The course is accompanied by pieces of course work on policy search for discrete state and action spaces (grid world example), policy learning in continuous spaces using function approximations and policy gradient methods in challenging simulated robotic tasks. The theoretical assignment questions are based on the lecture and also on the first three literature sources listed above. It is strongly recommended to read (or watch) these material in parallel to attending lecture. The assignments will include both written tasks and algorithmic implementations in Python. The tasks will be presented during the exercise sessions. As simulation environment, the OpenAI Gym platform will be used in the project works.

Literature

Richard S. Sutton, Andrew Barto: Reinforcement Learning: An Introduction second edition. The MIT Press Cambridge, Massachusetts London, England, 2018. Link to the online book (PDF)

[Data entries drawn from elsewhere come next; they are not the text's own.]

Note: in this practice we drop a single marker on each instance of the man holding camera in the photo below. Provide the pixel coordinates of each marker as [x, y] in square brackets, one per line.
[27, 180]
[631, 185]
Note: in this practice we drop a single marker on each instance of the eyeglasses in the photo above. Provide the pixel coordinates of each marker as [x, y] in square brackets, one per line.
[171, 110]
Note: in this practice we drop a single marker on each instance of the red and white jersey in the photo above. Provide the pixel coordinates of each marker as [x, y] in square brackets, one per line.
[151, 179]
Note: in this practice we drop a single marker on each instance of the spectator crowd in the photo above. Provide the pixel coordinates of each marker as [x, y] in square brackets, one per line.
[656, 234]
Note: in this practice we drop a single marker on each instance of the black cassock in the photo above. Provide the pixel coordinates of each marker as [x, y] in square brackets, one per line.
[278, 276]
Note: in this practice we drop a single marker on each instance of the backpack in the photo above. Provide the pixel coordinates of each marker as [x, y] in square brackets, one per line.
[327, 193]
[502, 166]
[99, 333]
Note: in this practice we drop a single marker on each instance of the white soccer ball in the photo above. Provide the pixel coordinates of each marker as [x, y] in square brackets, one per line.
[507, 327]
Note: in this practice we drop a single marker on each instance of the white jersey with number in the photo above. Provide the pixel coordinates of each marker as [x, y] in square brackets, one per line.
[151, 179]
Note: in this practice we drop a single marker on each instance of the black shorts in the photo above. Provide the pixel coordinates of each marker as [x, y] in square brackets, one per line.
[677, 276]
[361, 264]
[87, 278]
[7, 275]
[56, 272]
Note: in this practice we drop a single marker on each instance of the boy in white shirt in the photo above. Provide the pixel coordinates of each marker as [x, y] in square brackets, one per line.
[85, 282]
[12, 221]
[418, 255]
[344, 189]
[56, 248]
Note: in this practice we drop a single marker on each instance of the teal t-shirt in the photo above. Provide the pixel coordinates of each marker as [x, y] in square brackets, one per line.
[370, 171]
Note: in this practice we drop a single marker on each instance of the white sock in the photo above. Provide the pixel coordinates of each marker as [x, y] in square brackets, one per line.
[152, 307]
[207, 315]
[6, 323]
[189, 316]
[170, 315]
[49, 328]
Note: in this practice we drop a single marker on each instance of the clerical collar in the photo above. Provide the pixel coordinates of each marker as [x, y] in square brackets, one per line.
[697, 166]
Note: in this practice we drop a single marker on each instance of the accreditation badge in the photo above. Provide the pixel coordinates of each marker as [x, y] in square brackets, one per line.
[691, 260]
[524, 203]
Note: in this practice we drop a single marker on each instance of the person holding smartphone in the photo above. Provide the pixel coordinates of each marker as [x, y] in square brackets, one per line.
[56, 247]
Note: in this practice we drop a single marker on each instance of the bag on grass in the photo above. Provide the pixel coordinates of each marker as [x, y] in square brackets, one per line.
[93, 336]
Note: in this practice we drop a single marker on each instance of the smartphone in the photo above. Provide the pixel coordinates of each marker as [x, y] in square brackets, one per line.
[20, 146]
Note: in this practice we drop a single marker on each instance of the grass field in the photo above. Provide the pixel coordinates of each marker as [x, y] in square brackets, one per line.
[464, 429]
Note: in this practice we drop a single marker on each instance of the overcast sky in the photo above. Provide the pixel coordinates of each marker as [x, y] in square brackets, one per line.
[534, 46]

David Silver’s Reinforcement Learning online lecture series. Link to the online video and script
Sergey Levine’s Deep Reinforcement Learning online lecture series. Link to the online video, Link to the script
Csaba Szepesvri: Algorithms for Reinforcement Learning. Morgan & Claypool in July 2010.
B. Siciliano, L. Sciavicco: Robotics: Modelling,Planning and Control, Springer, 2009.
Puterman, Martin L. Markov decision processes: discrete stochastic dynamic programming. John Wiley & Sons, 2014.
Szepesvari, Csaba. Algorithms for reinforcement learning (synthesis lectures on artificial intelligence and machine learning). Morgan and Claypool (2010).